1. Analyze the prompt thoroughly
Take a few minutes to think about the prompt. If needed, divide the prompt into phrases and look at each aspect. Why would the admissions officers ask this prompt? What do you think they want to know? How does that information relate to your ability to excel in college? Next, leave the prompt for a while and then return to it. Do you see something new?
With so many other things in your schedule, this process can initially seem like a waste of time. However, it will save you a lot of time in the long run. If you later realize that you misread the prompt, you might need to start the writing process from scratch.
2. Organize your writing
Like the first item, this isn’t something that should take a lot of time. This is another step that can initially seem completely skippable, but organizing your writing can save you considerable stress and frustration. A good writing plan can streamline or even eliminate the need to do any significant rewrites.
Brainstorm your anecdotes. Create a rough outline, including approximately how long each paragraph needs to be in order to complete the essay within the word count limits. Finally, figure out when you’re going to write. A paragraph a day? The whole thing next weekend? Creating a schedule, even if you need to modify it later, gets your brain in motion.
3. Show instead of telling
When selecting anecdotes for your essay, pick vivid ones that you can tell succinctly. If a story would require 450 words of a 600 word essay, then you’re not going to have a lot of space to express self-reflection and analysis of the situation. Remember that the admissions officers are more interested in your perspective of what happened than the events themselves.
In addition, keep in mind that the admissions officers don’t know you personally, and that’s why they’re reading your essay. They want to get to know you, and the essay is your first introduction. Because of this, don’t tell them that you’re passionate about public service. Show them through strong examples. Help the admissions officers envision each example as if they’re experiencing the situation alongside you.
4. Know your vocab
Your admissions essay should reflect command of college-level vocabulary. One of the most common mistakes that we see in essays is using advanced vocabulary almost correctly. Even among synonyms, there are shades of meaning. If you’re using a thesaurus, look online for examples of that word in action. Will it still fit into your sentence?

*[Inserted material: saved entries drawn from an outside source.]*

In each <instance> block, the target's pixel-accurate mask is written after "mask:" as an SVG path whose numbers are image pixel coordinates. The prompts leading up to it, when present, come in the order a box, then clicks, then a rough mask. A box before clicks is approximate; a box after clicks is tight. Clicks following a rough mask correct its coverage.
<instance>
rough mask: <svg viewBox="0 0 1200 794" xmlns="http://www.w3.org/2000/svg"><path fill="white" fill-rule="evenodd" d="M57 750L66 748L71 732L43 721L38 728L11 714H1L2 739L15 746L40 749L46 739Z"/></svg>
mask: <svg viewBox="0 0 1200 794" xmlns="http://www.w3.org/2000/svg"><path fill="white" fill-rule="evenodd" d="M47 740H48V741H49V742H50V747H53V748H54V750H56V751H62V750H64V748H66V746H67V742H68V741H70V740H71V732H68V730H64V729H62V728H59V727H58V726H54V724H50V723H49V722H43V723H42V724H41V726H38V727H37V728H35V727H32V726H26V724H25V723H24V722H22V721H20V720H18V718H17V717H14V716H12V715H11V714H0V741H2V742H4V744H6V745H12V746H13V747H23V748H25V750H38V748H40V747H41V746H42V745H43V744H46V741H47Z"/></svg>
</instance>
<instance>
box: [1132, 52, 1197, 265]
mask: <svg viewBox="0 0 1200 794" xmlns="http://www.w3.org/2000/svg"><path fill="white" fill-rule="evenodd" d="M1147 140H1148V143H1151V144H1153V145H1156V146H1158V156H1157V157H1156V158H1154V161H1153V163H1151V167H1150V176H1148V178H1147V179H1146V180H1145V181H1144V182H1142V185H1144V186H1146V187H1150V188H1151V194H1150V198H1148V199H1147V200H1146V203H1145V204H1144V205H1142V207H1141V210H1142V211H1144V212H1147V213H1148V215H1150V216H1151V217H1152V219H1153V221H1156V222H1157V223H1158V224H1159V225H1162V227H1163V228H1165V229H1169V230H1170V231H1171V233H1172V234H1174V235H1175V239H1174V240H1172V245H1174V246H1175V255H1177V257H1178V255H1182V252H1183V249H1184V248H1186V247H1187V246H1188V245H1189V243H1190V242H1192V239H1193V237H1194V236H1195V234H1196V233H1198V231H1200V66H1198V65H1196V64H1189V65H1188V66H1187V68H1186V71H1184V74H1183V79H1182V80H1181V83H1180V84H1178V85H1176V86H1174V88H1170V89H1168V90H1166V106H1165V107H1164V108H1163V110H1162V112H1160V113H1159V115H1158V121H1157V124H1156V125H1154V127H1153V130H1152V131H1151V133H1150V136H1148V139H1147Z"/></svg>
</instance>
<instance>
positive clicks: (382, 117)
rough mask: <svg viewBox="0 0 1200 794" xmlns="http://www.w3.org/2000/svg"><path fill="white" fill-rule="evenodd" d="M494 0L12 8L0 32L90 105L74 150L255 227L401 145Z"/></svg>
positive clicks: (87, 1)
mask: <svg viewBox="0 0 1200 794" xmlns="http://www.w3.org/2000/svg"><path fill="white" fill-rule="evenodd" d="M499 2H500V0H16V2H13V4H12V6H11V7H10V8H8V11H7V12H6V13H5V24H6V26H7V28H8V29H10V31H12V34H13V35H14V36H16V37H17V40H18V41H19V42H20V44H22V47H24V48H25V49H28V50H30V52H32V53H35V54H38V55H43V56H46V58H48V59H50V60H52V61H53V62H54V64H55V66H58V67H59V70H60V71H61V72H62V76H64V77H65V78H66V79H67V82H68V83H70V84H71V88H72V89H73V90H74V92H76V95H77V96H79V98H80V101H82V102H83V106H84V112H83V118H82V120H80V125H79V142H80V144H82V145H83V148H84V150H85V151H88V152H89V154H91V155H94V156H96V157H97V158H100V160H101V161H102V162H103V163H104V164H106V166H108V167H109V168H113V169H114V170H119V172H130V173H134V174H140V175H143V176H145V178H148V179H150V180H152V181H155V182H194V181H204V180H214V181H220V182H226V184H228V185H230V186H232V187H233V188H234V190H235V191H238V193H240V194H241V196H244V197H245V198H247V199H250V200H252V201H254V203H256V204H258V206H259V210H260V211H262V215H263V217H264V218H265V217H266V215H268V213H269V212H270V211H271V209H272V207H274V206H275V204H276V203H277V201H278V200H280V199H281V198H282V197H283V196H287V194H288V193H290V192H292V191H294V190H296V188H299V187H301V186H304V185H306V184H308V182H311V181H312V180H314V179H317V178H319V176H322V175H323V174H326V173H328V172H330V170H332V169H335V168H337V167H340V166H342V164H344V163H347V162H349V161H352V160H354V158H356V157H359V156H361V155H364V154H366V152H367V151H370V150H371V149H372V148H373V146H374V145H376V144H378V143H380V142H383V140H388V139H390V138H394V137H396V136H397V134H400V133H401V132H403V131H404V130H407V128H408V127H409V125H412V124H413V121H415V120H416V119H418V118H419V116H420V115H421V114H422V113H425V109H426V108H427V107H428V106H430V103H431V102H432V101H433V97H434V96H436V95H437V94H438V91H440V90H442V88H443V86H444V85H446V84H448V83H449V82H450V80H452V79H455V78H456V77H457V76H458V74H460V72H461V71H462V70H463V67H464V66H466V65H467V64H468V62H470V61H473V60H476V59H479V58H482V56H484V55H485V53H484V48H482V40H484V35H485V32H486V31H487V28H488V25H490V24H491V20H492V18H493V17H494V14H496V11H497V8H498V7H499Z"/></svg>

Avoid overdoing it. Advanced vocabulary should be the spice of the essay to give it flavor, so you’ll use plain language most of the time. Essays that are riddled with advanced vocabulary can seem pompous or even inadvertently comical to the reader.
5. Write succinctly
Can you say what you need to say in fewer words? Can you substitute an advanced vocabulary word for a phrase? Writing concisely expresses to the admissions officers that can organize your thoughts and that you respect their time.
6. Combine like ideas into more sophisticated sentence structures
The vast majority of the sentences in your essay should be compound, complex, or a combination of both (compound-complex sentences). Save simple sentences for instances when you need to create impact.